Puckett was enticed to quit by Republicans who discussed jobs for himself and his daughter, Vozzella reports. The jobs nor the Medicaid expansion have come to fruition.

Children Strip-Searched at Phila. Family Court

KYW's Cherri Gregg reports that sheriff's deputies strip-searched juveniles appearing in criminal and custody cases in Philadelphia family court this week after the new courthouse officially opened. The juveniles were made to take off all their clothes, squat and cough. The practice was stopped by court administrators, Gregg reports. "Sources said the main concern of adults who complained about the procedures was ongoing traumatization of the children, since some of these juveniles may have already been victims of physical, sexual, or other abuse," Gregg also reports."

Court Rules Freedom of Information Laws Don't Apply to Animal Humane Society

Submitted by Amaris Elliott-Engel on Fri, 11/21/2014 - 21:35

A humane society is not a government agency subject to freedom of access laws, the Maine Supreme Judicial Court has ruled.

Gina Turcotte sought to get access to records regarding her cat from the Humane Society Waterville Area under Maine’s Freedom of Access Act, arguing that the society is the functional equivalent of a public agency and provides animal-shelter services to the city.

In a ruling earlier this month, Justice Warren M. Silver said the society does not perform a governmental function, is not governmentally funded, is not under significant governmental involvement nor was created by statute.

In other jurisdictions, humane societies have been determined to undertaken governmental functions “primarily where the societies and their employees are authorized by statute to take actions such as enforcing animal welfare laws and confiscating abused or neglected animals,” according to the opinion.

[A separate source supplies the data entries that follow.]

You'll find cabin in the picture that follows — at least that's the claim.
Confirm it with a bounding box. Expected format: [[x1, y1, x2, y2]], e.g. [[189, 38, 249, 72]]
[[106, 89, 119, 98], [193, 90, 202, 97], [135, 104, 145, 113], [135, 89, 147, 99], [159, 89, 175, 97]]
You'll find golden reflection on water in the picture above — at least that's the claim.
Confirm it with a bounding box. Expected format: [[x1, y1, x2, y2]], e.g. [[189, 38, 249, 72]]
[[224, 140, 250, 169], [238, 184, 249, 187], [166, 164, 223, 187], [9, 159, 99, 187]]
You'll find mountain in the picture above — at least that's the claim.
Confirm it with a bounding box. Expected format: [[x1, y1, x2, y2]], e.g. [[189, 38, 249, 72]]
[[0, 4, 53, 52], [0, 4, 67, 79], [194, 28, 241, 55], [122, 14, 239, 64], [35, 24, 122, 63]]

However, in Maine, Waterville has to have a shelter for stray animals, but the shelter operators don’t have the authority to enforce animal welfare laws, Silver said.

“That an entity provides services under a contract with a public agency is insufficient, on its own, to establish that it performs a governmental function,” Silver said.

The society also obtains the majority of its funding from private donations, Silver said.

@SupremeCtofPA Decides Against Changing Products Law

The Pennsylvania Supreme Court has decided it will not follow the Restatement (Third) of Torts, which "would have allowed defendants to introduce elements regarding the foreseeability of a product's risks, and whether alternative, safer designs were available when the product was manufactured," The Legal Intelligencer's Max Mitchell reports. The Second Restatement does not consider the feasibility of an alternative design or a manufacturer's conduct. The court did adapt PA's products law to allow juries to consider "consumer expectation and risk-utility balancing tests."
 

Commercial Drones Won't Be Doomed by FAA's Legal Win

Even though the National Transportation Safety Board ruled that the FAA can fine drone operators for commercial use of their aircraft, including toy models, Popular Mechanics reports that the ruling was narrowly focused on "'whether unmanned aircraft systems are subject to an aviation safety regulation concerning reckless operation.'" A rule to integrate drones into American airspace will take up to a year before it goes into effect, Popular Mechanics further reports.

 

Racial Disparities in Arrests a Countrywide Problem

USA Today's Brad Heath reports that it's not just Ferguson, Mo., where more blacks get arrested than whites: "At least 1,581 other police departments across the USA arrest black people at rates even more skewed than in Ferguson." For example, more than half of the people arrested in Detroit suburb Dearborn, Mich., are black, but only 4 percent of the city's residents are black. Phillip Goff, president of the University of California Los Angeles' Center for Policing Equity, told Heath the disparities are driven by law enforcement bias and by problems in education and employment.